Proposal: Semi-Auto-Properties; `field` keyword #140

Open lachbaer opened 7 years ago

lachbaer commented 7 years ago

Semi-Auto-Properties and field keyword

(Ported from dotnet/roslyn#8364)

Specification: https://github.com/dotnet/csharplang/blob/main/proposals/semi-auto-properties.md

LDM history:

scottdorman commented 7 years ago

This could also be useful/part of the implementation for https://github.com/dotnet/csharplang/issues/133.

HaloFour commented 7 years ago

My opinion is that this proposal makes auto-implemented properties more difficult to read by introducing these silent backing fields despite the use of logic. With expression-bodied accessor members a chunk of the boilerplate for standard properties already disappears. The IDE eliminates much of the rest via standard code snippets.

lachbaer commented 7 years ago

Suggestion:

And the following really looks better than with #133

public T PropertyInitialized
{
    get;
    set => value ?? new ArgumentNullException();
} = default(T);

instead of (with #133) - a bit much of backingField.

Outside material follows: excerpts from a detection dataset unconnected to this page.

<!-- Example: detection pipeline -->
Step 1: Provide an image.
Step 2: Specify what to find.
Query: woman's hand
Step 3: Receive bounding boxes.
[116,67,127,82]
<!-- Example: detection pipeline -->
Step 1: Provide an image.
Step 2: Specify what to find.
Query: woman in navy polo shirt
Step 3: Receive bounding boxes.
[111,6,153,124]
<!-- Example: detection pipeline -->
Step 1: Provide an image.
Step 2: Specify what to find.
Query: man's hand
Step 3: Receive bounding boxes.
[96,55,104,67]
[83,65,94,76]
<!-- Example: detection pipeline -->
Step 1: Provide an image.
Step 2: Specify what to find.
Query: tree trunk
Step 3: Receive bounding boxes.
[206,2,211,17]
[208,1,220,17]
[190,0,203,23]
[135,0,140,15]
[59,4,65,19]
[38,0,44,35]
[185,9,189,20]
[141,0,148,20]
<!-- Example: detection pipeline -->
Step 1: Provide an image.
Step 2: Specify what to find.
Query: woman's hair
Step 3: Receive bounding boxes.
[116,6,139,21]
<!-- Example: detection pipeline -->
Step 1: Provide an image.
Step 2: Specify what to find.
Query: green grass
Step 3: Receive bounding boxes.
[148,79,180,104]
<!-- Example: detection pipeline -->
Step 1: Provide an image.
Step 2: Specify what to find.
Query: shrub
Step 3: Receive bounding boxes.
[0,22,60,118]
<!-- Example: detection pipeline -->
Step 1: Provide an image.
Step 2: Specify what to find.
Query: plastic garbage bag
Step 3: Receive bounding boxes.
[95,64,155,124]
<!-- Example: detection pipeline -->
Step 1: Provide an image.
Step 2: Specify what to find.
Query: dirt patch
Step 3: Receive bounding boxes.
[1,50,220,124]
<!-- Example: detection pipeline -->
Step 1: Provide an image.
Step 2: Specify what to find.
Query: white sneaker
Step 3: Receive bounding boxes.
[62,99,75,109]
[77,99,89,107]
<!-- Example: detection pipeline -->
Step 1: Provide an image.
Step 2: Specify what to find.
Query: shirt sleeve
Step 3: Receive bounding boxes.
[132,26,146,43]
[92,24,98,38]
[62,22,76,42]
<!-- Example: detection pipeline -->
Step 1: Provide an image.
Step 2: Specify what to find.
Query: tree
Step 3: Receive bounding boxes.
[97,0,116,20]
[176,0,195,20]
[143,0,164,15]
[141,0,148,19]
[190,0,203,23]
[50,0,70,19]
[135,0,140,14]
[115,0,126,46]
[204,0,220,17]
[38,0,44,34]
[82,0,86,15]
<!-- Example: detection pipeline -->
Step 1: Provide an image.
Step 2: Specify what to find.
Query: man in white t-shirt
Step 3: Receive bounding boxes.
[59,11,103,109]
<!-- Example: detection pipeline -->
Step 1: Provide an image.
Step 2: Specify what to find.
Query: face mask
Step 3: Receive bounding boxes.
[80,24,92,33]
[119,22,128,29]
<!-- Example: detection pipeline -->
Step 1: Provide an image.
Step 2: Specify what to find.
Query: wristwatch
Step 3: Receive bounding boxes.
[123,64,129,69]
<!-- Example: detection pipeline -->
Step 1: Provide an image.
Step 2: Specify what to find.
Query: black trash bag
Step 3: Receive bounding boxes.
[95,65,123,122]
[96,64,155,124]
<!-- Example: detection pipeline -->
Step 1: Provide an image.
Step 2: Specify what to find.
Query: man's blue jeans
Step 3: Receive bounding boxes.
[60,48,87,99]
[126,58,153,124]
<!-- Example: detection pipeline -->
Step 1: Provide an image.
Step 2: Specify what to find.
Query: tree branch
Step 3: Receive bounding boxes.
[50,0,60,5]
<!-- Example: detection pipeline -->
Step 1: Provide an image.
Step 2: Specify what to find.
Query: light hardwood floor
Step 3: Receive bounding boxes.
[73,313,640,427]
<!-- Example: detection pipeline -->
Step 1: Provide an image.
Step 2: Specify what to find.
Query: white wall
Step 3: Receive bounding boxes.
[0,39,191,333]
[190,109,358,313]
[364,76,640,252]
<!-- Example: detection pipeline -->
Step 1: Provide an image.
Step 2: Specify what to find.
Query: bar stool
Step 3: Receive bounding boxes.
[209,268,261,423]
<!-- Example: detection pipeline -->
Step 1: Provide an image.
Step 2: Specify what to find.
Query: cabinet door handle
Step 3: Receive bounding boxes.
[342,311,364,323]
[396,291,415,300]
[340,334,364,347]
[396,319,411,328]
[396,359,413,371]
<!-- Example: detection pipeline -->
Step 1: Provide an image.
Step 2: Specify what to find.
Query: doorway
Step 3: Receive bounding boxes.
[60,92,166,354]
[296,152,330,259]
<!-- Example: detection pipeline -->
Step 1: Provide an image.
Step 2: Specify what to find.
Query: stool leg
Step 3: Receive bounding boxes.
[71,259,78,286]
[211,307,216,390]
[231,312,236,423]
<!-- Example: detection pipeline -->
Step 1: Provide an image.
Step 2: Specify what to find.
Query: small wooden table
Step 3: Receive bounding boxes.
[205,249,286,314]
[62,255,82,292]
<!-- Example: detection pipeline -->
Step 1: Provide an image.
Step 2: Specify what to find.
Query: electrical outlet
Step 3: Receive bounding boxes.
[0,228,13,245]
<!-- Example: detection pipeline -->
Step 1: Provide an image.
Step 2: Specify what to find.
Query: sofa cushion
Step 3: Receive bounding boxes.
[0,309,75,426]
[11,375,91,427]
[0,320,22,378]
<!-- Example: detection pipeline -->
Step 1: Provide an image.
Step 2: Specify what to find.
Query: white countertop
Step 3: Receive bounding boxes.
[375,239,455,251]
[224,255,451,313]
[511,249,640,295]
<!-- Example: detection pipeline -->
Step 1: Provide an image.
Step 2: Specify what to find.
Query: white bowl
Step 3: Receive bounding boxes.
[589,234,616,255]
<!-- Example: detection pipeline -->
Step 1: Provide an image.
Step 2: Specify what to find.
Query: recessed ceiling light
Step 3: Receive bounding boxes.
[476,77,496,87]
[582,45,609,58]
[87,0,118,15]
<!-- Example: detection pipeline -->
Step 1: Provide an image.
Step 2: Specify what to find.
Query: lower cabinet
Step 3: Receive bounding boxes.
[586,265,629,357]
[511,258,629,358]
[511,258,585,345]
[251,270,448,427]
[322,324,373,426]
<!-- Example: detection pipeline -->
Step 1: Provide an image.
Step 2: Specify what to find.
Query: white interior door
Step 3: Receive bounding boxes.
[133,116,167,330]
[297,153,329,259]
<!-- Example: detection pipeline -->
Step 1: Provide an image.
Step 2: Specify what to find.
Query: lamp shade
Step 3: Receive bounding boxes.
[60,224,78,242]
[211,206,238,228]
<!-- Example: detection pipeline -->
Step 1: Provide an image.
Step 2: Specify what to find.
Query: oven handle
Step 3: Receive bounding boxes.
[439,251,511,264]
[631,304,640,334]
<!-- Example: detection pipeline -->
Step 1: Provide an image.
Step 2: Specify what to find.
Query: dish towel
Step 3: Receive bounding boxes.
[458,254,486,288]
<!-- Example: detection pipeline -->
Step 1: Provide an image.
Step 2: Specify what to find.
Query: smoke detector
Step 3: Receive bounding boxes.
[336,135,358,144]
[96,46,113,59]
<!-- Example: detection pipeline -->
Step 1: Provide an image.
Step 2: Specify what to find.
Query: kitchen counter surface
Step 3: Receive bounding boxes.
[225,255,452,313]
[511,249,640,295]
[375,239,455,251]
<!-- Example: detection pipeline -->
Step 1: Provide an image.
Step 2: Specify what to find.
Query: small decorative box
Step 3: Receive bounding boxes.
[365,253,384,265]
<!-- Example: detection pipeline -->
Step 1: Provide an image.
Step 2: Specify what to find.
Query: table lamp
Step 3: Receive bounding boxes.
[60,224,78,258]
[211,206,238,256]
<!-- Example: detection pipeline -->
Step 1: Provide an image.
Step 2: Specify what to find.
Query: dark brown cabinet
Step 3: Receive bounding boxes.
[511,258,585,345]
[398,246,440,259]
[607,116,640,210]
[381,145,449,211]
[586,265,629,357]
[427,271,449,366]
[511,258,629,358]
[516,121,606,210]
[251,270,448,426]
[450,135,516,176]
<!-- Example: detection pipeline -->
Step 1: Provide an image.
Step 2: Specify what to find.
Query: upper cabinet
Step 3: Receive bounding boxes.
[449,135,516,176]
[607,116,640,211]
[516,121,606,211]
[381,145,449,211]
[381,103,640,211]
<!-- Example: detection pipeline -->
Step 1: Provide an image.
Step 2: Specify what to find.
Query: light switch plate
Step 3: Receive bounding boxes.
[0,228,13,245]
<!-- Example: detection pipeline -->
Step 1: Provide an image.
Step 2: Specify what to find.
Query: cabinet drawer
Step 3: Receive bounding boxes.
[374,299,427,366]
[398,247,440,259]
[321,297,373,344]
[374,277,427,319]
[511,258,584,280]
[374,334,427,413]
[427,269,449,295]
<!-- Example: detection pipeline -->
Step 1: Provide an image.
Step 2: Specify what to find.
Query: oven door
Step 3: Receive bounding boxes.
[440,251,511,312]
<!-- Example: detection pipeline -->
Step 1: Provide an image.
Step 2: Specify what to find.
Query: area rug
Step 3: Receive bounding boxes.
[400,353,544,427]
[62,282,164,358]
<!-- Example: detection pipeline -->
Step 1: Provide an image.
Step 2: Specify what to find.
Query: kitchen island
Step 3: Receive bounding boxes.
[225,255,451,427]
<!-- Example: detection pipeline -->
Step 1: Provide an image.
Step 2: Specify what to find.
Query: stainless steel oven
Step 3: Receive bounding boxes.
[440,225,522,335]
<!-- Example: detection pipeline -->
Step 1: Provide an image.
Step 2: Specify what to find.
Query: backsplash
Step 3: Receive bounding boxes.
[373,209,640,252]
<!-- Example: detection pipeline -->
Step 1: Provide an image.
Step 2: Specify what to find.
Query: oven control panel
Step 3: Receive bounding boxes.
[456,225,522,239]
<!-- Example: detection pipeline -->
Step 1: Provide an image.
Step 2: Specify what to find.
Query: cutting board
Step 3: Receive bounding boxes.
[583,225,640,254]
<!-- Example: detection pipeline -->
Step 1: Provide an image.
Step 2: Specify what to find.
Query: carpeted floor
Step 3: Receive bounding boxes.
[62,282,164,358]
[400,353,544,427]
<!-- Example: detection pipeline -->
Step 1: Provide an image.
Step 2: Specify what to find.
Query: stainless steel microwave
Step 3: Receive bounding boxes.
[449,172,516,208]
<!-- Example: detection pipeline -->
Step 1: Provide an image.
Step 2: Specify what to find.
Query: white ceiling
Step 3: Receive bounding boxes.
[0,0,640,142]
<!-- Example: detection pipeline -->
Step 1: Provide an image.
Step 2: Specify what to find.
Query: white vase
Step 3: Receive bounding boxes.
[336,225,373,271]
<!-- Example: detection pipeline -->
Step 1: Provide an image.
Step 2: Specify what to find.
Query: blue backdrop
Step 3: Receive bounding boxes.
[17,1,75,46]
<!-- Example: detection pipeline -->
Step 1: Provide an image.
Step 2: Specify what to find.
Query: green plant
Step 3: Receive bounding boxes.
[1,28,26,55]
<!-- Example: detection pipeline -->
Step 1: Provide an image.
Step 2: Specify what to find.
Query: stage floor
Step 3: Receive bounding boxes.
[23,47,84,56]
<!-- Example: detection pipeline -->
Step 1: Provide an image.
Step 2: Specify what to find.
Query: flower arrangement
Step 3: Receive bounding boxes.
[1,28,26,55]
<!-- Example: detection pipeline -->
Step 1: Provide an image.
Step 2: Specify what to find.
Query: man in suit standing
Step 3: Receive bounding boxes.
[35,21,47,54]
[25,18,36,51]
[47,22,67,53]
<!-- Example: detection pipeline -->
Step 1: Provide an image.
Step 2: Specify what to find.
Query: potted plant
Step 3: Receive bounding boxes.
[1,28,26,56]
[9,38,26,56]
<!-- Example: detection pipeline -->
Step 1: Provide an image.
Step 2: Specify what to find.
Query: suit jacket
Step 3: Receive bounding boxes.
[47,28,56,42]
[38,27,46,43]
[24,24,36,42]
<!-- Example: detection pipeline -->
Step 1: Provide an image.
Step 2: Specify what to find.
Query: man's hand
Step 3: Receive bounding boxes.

public T PropertyInitialized
{
    T backingField = default(T);
    get => backingField;
    set => backingField = value ?? new ArgumentNullException();
}
lachbaer commented 7 years ago

Instead of using a field keyword, I also suggest following syntax borrowed from C struct:

public string FirstName
{
    get;
    set => _name = value;
} _name;

_name is by definition private to it's type (maybe unless directly prepended by an access modifier?). OR just scoped to the corresponding property, what would even be better.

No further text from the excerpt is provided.